Por su parte, Coral Rivero, también del ‘Sagrado Corazón’, y Beatriz Lameiro, del ‘Mata Linares’ de San Vicente, estudiantes de 2º ciclo de Primaria, han llevado a ‘La Mozuca del Agua’ y a un ‘Sapo lector’ a recorrer sus pueblos. Por último, entre los chicos más mayores, los de tercer ciclo de Primaria, son Jorge Velorio, del colegio ‘Valdáliga’ de Treceño, y Daniela di Liberto, del ‘Mata Linares’, los premiados por compartir cuento con ‘El zorro travieso’ y ‘La antigua casa de Jesús’.

Más que un juego

Como recompensa a “su gran imaginación y sus grandes dosis de creatividad y fantasía” han recibido varios bonos de material escolar y didáctico, y una pieza de artesanía, símbolo del concurso ‘Los cuentos de Sahananssa’, que por segundo año consecutivo organiza la Asociación de Desarrollo Rural Saja-Nansa, cuyo presidente, Secundino Caso, también ha estado presente en el acto, junto al alcalde de San Vicente de la Barquera, Julián Vélez. El objetivo es que el alumnado, a través del reconocimiento del territorio de la comarca y su patrimonio, desarrolle historias imaginativas y fantásticas, que transformen su medio habitual de vida en un “espacio de cuento”.

En este entorno, la consejera de Educación ha elogiado la labor de la Asociación en favor de la sostenibilidad, y la especial atención que dedica “a diseñar nuevos enfoques didácticos y lúdicos para completar la educación escolar en las zonas más rurales de Cantabria”. Con concursos como éste, actividades como los Itinerarios de los Ingenios del Agua o la revista escolar comarcal ‘El Eco del Saja’, los escolares aprenden a reconocer su entorno como algo único e irrepetible, aprenden a disfrutarlo y respetarlo, y a que el uso racional de los recursos es el único camino posible para su conservación.

Además, ha añadido la consejera, todas estas actividades promocionan la escuela del ámbito rural, apostando porque su alumnado tenga las mismas oportunidades que el resto de estudiantes de la región, una política prioritaria para la que la Consejería de Educación pone todos los medios y recursos a disposición de centros de las zonas rurales.

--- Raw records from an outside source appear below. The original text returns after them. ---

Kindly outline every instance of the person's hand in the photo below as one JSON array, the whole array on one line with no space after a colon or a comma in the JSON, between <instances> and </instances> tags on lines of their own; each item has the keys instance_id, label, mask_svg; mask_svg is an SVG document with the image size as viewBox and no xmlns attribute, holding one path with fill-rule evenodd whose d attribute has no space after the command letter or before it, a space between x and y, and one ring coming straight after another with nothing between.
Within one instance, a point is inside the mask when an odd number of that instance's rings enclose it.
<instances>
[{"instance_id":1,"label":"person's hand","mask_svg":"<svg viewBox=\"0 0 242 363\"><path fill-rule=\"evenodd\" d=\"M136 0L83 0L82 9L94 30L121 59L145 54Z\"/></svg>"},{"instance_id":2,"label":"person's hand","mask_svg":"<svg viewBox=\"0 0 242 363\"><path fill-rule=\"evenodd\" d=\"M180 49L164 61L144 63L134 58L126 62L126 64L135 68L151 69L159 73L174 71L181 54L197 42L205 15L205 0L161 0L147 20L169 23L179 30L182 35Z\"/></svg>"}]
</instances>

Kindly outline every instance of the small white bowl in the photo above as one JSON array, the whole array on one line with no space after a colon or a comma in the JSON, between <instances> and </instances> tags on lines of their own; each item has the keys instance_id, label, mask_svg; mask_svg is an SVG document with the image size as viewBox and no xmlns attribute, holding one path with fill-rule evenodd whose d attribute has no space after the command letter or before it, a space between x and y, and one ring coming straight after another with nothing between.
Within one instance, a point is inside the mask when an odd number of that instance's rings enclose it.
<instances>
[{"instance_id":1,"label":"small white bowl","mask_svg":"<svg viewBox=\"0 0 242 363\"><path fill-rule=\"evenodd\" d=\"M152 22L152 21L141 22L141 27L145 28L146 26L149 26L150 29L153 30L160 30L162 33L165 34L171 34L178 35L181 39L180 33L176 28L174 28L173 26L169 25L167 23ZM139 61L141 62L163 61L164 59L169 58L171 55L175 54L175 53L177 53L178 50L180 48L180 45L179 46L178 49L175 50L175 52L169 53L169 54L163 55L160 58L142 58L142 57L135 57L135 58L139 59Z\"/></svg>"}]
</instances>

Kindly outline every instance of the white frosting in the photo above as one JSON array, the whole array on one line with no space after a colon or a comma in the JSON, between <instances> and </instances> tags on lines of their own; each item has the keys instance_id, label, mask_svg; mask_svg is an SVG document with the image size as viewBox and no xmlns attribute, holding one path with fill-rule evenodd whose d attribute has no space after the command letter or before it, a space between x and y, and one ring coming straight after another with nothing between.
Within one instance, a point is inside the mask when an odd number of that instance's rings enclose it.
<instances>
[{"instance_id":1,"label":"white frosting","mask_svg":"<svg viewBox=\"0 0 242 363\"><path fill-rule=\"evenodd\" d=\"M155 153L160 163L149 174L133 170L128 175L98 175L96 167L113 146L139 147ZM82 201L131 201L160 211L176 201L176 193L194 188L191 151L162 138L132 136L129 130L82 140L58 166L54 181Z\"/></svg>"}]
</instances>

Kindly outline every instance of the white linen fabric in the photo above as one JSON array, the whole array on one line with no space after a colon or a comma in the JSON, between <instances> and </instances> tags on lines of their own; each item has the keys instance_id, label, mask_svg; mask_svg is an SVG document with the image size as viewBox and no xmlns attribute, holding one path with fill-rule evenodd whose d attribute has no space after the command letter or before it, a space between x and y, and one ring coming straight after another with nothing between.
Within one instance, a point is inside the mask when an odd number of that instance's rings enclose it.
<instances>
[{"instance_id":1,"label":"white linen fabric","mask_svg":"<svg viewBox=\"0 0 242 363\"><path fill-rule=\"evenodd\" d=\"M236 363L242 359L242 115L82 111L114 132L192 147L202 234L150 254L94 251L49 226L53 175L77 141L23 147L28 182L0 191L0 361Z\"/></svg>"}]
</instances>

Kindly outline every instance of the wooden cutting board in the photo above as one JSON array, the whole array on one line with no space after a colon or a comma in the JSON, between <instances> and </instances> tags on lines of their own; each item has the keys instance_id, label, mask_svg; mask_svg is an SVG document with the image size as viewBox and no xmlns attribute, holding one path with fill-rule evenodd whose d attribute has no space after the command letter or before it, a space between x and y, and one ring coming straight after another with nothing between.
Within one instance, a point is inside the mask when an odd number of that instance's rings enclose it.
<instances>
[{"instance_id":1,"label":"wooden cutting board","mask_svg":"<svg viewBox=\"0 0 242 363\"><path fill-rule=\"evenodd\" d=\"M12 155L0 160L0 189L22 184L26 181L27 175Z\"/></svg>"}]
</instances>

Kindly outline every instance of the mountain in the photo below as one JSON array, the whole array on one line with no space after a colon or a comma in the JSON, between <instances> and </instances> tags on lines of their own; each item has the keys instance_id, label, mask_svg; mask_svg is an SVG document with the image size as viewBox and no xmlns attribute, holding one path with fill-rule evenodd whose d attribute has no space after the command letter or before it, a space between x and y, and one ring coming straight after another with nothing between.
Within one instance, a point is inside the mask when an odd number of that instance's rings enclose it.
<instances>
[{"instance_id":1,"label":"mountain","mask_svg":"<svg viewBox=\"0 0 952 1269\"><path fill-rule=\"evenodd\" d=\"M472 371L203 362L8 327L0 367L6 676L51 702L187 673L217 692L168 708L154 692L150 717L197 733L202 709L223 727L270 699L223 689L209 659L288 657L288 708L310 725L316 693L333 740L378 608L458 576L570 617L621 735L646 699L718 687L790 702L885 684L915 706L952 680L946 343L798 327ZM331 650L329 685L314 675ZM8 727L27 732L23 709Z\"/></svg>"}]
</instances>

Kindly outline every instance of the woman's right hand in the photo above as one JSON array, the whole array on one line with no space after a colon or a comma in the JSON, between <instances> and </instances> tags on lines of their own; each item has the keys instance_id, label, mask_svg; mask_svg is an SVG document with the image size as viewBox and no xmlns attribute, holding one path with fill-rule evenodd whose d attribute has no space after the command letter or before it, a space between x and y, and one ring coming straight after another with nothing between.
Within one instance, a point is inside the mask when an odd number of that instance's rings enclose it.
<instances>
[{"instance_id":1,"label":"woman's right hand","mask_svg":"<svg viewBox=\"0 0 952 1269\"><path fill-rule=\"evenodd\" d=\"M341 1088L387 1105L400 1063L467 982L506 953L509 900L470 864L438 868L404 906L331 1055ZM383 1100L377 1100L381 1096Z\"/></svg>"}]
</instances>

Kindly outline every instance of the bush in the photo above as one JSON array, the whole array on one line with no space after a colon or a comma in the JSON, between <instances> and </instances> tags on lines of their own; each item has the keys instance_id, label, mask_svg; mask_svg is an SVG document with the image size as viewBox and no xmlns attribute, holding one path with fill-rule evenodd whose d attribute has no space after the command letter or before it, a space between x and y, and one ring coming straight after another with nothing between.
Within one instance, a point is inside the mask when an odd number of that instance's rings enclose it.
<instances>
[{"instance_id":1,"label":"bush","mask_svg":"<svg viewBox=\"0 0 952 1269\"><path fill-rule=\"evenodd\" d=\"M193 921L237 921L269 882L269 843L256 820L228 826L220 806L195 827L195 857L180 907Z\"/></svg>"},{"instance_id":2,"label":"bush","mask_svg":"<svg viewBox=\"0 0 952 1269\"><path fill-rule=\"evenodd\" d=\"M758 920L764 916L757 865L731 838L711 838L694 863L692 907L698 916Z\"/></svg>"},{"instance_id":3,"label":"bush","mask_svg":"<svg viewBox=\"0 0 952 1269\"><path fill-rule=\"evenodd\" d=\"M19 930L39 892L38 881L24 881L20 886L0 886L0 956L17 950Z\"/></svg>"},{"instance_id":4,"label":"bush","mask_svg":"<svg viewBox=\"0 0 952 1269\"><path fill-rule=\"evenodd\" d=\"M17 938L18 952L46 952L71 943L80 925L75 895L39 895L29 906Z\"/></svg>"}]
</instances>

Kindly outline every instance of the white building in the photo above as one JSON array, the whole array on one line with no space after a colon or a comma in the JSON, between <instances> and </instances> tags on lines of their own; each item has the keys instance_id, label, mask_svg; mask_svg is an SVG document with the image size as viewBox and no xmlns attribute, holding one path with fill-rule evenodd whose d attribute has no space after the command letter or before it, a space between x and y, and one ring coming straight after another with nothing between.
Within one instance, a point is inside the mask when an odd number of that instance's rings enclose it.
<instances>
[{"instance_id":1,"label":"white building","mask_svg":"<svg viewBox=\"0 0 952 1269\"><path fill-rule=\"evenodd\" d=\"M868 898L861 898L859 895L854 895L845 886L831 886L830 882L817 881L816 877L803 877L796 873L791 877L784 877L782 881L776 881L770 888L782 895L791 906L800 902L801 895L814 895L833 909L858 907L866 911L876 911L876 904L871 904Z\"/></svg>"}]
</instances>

Puesta en escena en el Castillo del Rey

Como colofón al certamen, esta tarde, la labor creativa del alumnado se ha trasladado también al escenario de la entrega de premios, el Castillo del Rey en San Vicente de la Barquera. Su dueño ha recogido a los más pequeños en la entrada, donde aguardaban un caballero y un pirata. Por el camino se han unido a la expedición una princesa y un explorador, que andaba un poco perdido, y que no ha podido evitar que dos espadachines pelearan por la princesa. Al final, ninguno de los dos ha ganado la batalla y todos, alumnado, familias, jurado, autoridades y personajes “han sido felices y han comido perdices”.